Alte Ideen werden wieder modern.

Um 6.20 Uhr Aufbruch in Berlin Richtung Erfurt, es ist lausig kalt. Verfroren komme ich im Hauptbahnhof an und erreiche sogar den früheren Zug nach Erfurt. In der Bahn treffe ich meinen Berlin Büroleiter und Dr. Benjamin Hoff, den Berliner Staatssekretär, der in meinem Kompetenzteam für Gesundheitspolitik und Verbraucherschutz zuständig ist. So können wir in Erfurt auch gleich eine Fahrgemeinschaft zu dem Hotel bilden, in dem unsere Beratung stattfindet. Die Thüringer Landtagsfraktion, das Kompetenzteam und die Vertreter der Wahlkampfleitung treffen sich, um die Schritte der nächsten Wochen bis zur heißen Wahlkampfphase zu erörtern.

Inhaltlich feilen wir an einem Maßnahmeplan, wie die Gelder aus dem Konjunkturpaket II schneller in die Kommunen kommen.
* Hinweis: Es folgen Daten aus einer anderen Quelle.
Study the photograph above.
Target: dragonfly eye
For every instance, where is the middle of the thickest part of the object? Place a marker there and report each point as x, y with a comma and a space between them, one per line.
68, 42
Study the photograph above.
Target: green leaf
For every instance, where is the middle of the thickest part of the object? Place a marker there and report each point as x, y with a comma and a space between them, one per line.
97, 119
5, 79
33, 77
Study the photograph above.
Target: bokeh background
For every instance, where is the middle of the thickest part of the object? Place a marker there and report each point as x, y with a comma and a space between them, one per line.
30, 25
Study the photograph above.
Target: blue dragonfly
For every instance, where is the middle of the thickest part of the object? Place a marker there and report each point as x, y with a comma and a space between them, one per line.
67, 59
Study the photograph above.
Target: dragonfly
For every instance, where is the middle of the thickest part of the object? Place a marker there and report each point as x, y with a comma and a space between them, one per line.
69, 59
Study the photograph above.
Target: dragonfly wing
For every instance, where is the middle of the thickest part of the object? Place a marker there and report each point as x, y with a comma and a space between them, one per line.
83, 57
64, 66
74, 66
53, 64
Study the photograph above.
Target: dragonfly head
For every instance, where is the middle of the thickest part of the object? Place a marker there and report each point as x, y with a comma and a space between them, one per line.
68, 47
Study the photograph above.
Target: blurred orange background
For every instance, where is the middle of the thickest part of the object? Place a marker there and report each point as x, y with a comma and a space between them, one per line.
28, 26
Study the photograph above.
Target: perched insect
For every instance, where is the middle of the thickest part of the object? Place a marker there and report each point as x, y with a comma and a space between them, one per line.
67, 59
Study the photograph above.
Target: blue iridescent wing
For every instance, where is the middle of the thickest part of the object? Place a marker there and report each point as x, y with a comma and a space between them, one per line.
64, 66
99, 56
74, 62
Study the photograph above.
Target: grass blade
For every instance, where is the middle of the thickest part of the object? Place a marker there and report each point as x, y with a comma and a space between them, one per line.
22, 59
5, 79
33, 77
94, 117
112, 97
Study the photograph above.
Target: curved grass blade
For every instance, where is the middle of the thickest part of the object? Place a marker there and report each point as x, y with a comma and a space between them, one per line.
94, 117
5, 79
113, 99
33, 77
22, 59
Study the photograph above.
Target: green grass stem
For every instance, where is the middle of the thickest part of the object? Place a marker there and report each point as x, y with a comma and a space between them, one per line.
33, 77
Da müssen Schulen saniert, Straßen gebaut oder auch Schienenverbindungen geschlossen werden. Aber es müssen auch sozialversicherungspflichtige Arbeitsplätze statt Ein-Euro-Jobs entstehen. Außerdem geht es auch um das Wohnungsthema: Ein großer Wohnungsspekulant ist gerade insolvent gegangen und da stehen nun 1700 Wohnungen zur Zwangsveräußerung. Dazu kommen noch weitere kommunale Wohnungsbestände, die auch verkauft werden sollen. Also könnten ziemlich schnell 20.000 Wohnungen in Thüringen zur Spekulationsware werden. Das wollen wir mit einem “Schutzschirm” verhindern. Außerdem wollen wir den Stadtumbau weiter vorantreiben, die Altschulden verringern und die Wohnungsbetriebe zu Partnern bei der Energiegewinnung machen. Da lohnt sich doch die Debatte um die Renaissance von öffentlichem Eigentum. Sparkassen, Stadtwerke und Wohnungsgesellschaften werden wieder geachtete Partner in der Region – die Privatisierungsideologie ist gescheitert. Nun heißt es neue Wege gehen und alte Eigentumsformen wie den Genossenschaftsgedanken wieder neu zu denken. Aber auch Bürgerkraftwerke sollen ermöglicht werden und Solardörfer (weiter) entwickelt werden. Wir reden auch über Forst und Agrarforst, also über den Thüringer Rohstoff schlechthin. Hier kann viel mehr zusammen entwickelt werden, wenn man den ländlichen Raum mit allen Akteuren zusammen denkt. Der Landesforstbetrieb als Partner in der Rohstoffgewinnung und die Agrargenossenschaften als gleichberechtigte Partner, um Energiegewinnung zusammen zu optimieren. Dazu braucht man aber auch ein Zusammenwirken der Stadtwerke und wenn E.ON die Anteile der Thüringer Stadtwerke verkaufen will, warum sollte man sie jetzt nicht aufkaufen und so einen starken Thüringer Stadtwerke Verbund schmieden. Da könnten die Stromtrassen übernommen werden und die Agrarbetriebe zu Biomasse und Holzlieferanten gemacht werden, um über viele Wege dann soviel Wärme und Strom zu produzieren, wie in Thüringen verbraucht wird. Derzeit importieren wir Energie – warum sollten wir mit vielen Kleinkraftwerken nicht zum Exporteur werden?

Nach dieser Beratung geht es für mich gleich zur nächsten: Die Konferenz der Erfurter Basisgruppenvorsitzenden. Die Genossen löchern mich mit Fragen zu Berlin und natürlich zu unserer Thüringer Wahlstrategie. Gegen 19.45 Uhr dann zurück nach Berlin, denn die Föderalismuskommission tagt morgen das letzte Mal. Da muss ich früh im Bundestag sein, um unsere schweren Bedenken bezüglich der Verfassungsmäßigkeit des Projekts noch zu Papier zu bringen und der Kommission wenigstens schriftlich vorzulegen. Soll keiner sagen, dass der Verdacht auf Verfassungswidrigkeit nicht bekannt gewesen wäre. Ohnehin bin ich gespannt, wie der Bundespräsident mit diesem faulen Kompromiss umgehen wird. Eigentlich dürfte er die Gesetzesänderung nicht unterschreiben.